Wasser hat keine Balken, weiß der Volksmund. Manchmal aber hat Wasser Pünktchen — wenn aus einem Wasser mehrere Wässer werden. Aber Moment — kann es denn überhaupt mehr Wasser als eines geben?
Das Leben ist ein ständiger Lernprozess. Jeder Tag bringt neue Einsichten, und sei es nur die Erkenntnis, dass man sich über irgendein total wichtiges Problem noch nie Gedanken gemacht hat. Ich kann mich noch gut daran erinnern, als ich mich zum ersten Mal mit der Frage konfrontiert sah, wie die Mehrzahl von „Wasser“ lautet: Heißt es Wasser oder Wässer? Was für eine Frage, dachte ich im ersten Moment, Wasser ist doch unzählbar, wieso sollte man davon die Mehrzahl bilden? Andererseits — wieso eigentlich nicht? Schließlich lassen sich selbst aus Luft noch Lüfte machen und aus der unaufhörlich verrinnenden Zeit unterschiedliche Zeiten gewinnen. Warum sollte es dann nicht auch vom Wasser eine Mehrzahl geben? Zumal es Wasser in allen möglichen Formen gibt: als Süßwasser, Salzwasser, Trinkwasser, Kochwasser, Tafelwasser, Leitungswasser, Abwasser, Spülwasser, Badewasser, Waschwasser, Fruchtwasser und Zuckerwasser.
Spätestens beim Preisvergleich im Getränkemarkt drängt sich die Frage nach dem Wasser-Plural auf: Da gibt es nämlich billigere und teurere Mineralwasser … oder sind es Mineralwässer? Wird das Wasser-„a“ im Plural umgelautet? Verschiedene Ableitungen des Wortes sprechen dafür: Gewässer, Bewässerung, entwässern, verwässert, wässrig … Abgeleitetes Wasser bekommt also oft ein „ä“ — aber gilt das auch für die Mehrzahl?
Schaut man sich klangähnliche Wörter an, so findet man den „a“-Klang im Plural unverändert: Gefängniswärter sind keine Aufpässer, sondern Aufpasser, und in einem Schlossereibetrieb arbeiten Schlosser und keine Schlösser. Demnach werden aus Wasser auch keine Wässer. Man kann sprichwörtlich „mit allen Wassern gewaschen sein“ — aber kaum „mit allen Wässern“.
Das Umlauten ist eine deutsche Spezialität, deren Gesetze in der Praxis unterschiedlich ausgelegt werden. Nicht selten kommt es vor, dass uns jemand ein „ä“ für ein „a“ vormachen will.

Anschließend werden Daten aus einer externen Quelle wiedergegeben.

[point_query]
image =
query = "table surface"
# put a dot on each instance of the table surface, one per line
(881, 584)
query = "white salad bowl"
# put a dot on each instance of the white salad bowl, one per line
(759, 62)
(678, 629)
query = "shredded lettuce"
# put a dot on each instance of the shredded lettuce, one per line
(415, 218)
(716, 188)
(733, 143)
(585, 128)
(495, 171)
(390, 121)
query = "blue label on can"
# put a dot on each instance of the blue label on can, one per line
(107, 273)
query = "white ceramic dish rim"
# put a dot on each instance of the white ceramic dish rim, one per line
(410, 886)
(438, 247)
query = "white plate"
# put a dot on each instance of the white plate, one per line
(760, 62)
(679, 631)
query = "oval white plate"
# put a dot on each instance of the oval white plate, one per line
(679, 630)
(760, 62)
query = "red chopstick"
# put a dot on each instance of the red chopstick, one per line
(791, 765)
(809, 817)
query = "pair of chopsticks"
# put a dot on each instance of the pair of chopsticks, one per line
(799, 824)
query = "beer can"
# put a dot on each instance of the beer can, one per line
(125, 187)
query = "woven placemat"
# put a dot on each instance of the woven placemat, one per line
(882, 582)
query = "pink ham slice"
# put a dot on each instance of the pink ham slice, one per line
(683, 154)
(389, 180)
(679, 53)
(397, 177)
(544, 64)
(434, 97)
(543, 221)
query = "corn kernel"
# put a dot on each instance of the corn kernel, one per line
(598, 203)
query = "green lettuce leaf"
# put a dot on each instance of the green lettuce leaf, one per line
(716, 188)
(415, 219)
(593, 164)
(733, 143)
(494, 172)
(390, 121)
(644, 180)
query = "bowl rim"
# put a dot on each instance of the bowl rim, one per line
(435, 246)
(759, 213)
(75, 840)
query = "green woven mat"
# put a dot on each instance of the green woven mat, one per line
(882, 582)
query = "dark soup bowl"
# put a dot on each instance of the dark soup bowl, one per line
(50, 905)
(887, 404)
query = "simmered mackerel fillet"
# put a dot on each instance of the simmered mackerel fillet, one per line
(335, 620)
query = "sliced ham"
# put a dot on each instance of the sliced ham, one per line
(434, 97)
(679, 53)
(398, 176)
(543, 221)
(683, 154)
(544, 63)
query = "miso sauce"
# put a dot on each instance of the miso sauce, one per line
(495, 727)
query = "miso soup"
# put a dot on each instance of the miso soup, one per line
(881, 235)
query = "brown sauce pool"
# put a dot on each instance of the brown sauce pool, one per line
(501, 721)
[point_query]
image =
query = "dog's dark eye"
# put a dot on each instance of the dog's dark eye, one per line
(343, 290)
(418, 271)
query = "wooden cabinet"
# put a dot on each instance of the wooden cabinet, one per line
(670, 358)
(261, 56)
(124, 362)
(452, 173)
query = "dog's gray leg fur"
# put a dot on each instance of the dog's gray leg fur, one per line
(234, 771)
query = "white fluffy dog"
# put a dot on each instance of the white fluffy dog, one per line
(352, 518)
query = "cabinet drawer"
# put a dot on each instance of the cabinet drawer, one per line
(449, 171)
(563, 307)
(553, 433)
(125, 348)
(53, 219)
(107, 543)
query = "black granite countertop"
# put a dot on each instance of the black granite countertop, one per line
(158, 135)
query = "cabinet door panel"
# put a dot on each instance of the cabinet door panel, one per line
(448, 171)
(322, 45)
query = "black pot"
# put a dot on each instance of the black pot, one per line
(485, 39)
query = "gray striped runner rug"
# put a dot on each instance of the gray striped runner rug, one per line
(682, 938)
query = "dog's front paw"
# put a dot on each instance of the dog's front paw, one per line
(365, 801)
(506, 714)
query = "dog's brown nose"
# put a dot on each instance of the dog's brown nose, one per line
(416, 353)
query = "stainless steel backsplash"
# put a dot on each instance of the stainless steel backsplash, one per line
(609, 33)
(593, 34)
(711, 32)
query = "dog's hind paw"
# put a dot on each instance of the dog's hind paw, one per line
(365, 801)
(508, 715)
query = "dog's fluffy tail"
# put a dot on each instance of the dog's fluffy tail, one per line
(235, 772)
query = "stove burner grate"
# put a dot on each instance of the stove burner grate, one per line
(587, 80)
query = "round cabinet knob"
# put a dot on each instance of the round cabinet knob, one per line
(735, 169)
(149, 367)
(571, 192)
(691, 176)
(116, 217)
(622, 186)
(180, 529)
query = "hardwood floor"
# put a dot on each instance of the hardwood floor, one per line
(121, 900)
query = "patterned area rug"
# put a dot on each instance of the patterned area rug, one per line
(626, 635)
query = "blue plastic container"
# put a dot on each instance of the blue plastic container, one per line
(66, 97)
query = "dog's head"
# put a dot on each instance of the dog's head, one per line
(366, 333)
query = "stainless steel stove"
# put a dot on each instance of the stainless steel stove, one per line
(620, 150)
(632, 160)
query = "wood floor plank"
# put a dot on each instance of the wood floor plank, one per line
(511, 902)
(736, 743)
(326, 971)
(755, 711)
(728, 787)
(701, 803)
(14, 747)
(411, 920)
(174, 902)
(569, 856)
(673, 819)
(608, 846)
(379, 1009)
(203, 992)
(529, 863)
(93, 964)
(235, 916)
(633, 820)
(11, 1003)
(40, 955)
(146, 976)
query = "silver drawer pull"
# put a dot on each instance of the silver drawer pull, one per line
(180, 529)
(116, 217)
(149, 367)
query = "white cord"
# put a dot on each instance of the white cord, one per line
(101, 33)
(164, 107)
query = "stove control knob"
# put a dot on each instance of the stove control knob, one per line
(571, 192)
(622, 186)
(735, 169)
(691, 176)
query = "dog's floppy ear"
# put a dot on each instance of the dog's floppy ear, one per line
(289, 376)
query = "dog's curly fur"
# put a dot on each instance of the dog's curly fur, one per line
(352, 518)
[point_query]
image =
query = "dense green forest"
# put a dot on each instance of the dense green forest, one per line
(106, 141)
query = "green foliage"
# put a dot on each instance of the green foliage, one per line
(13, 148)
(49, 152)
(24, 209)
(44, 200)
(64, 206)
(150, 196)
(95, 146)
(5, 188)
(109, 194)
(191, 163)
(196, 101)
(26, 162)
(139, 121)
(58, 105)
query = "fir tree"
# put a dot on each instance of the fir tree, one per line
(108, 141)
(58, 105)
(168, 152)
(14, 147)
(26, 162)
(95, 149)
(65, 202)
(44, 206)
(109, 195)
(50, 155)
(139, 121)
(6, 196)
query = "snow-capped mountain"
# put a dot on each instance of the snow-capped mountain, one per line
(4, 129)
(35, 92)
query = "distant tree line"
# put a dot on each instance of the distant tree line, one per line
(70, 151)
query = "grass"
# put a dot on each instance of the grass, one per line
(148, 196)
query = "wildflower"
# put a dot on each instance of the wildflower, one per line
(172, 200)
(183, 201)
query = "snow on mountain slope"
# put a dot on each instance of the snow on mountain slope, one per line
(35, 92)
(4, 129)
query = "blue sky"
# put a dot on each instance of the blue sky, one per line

Manch einer bastelt aus Strohhalmen „Strohhälme“ und zeigt im Internet Bilder von seinen niedlichen „Hünden“. Und der Streit darüber, ob der Plural von „Wagen“ nun „Wagen“ oder „Wägen“ lautet, wird wohl nie enden. Darüber sind schon viele Studienratskragen geplatzt — wenn es nicht gar Krägen waren.
Manchmal aber setzen sich Formen durch, die es streng genommen nicht geben dürfte. Bisweilen schafft die Ausnahme nämlich größere Klarheit als die Regel. Daher gibt es auch die Pluralform „Wässer“ — und zwar dann, wenn zwischen mehren Wassersorten unterschieden wird. Laut Duden ist es zulässig, in Flüsse und Meere sowohl giftige Abwasser als auch giftige Abwässer einzuleiten. Und daher darf man genauso zwischen verschiedenen Mineralwässern unterscheiden wie zwischen Mineralwassern.
Folglich ist es nicht falsch, wenn über der Klosettschüssel auf der Zugtoilette der Hinweis steht: „Nur für WC-Abwässer und Toilettenpapier!“ Allerdings kann man sich fragen, warum die Bahn das Wort Abwasser für mehrzahlfähig hält, das Wort Papier hingegen nicht. Wenn schon Abwässer, warum dann nicht auch Toilettenpapiere?
Beim Mineralwasser bereitet übrigens nicht nur die Frage des Plurals Probleme, sondern auch die Frage der Zusammensetzung. In der Theaterpause bestelle ich am Erfrischungsstand im Foyer ein Wasser. „Stilles Wasser oder Mineralwasser?“, fragt die Bedienung, ein junger Mann mit feschem Käppi und modischem Bärtchen. Ich blicke etwas irritiert und sage: „Ein stilles Mineralwasser, bitte!“ Nun ist es an der Bedienung, irritiert zu blicken: „Was denn jetzt — wollen Sie ein Mineralwasser oder ein stilles Wasser?“ Mein Versuch, den jungen Mann darüber aufzuklären, dass auch stille Wasser mineralhaltig seien, dass es also nicht sehr sinnvoll sei, zwischen stillem Wasser und Mineralwasser zu unterscheiden, zeitigt bedauerlicherweise keinen Lernerfolg. Im Gegenteil, er scheint mich plötzlich als eine Bedrohung zu empfinden, als jemanden, der sein Sprudelverständnis ins Wanken bringen will. „Geben Sie mir ein Wasser ohne Kohlensäure, bitte“, sage ich — und mache es dadurch nur noch schlimmer. Das Wort „Kohlensäure“ ist nämlich längst nicht mehr jedem bekannt. Die Jüngeren pflegen heute vielmehr zwischen Wasser „mit Gas“ und „ohne Gas“ zu unterscheiden. Das haben sie von den Spaniern übernommen, bei denen man im Lokal „agua mineral con gas“ oder „sin gas“ bestellt. Wenigstens kein Anglizismus, sondern mal ein Hispanismus. Der junge Mann am Getränkestand denkt offenbar, Kohlensäure sei ein Mineral, jedenfalls reicht er mir kurzerhand ein Glas Leitungswasser.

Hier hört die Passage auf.